African-Americans in the U.S. are experiencing some lopsided health impacts of COVID-19 (Lahut, 2020). Emerging data has revealed that African-Americans make up 13 percent of the U.S. population but represent 30 percent of the COVID-19 cases and approximately one of every three U.S. COVID-19 deaths (Aleem, 2020) and even considerably higher percentages in some states. However, for African-American males, navigating this pandemic has created complex quandaries about wearing masks to protect themselves from COVID-19 (Newton, 2020). There have been media claims and community perspectives regarding a worried preponderance of whether wearing masks will result in being perceived as criminally threatening (Newton, 2020). To be accepted and inhabit into non-African-American organizations, Black men have often tailored the way that the look and dress in ways that make them look less concerning, different, or threatening, but wearing masks at night or in various work environments can create some complexities (Newton, 2020). There is a gap of peer-reviewed exploration of this phenomenon, and additionally, the question arises regarding how these complexities and concerns affect African-Americans not only in their communities, but in their workplaces and their interactions with co-workers, supervisors, managers, and others. Furthermore, is important to understand how these complexities, as well as the interactions with managers impact organizational cultures and the existence or creation of psychologically safe or unsafe community and work environments. Such is a critical question and challenge for organization development in these settings.
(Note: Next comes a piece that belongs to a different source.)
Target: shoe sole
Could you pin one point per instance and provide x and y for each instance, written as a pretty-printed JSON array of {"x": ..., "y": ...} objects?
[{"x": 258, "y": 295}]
The field of organization development (OD) is rooted in the socio-behavioral, organizational, and basic sciences for the engagement of human systems to develop system-wide effectiveness, capacity, and overall well-being in organizations and communities (Shufutinsky et al., 2020), including doing the necessary work for the advancement of human potential and society (Burrell et al., 2021). Engaging, open, and safe organizational cultures are critical to this aim of well-being and humanism (Schein, 2010; Shufutinsky, 2019). Psychological safety is vital part of positive and productive organizational cultures, and is relevant during normal times and in highly disruptive environments, such as those we have been facing in 2020 and 2021.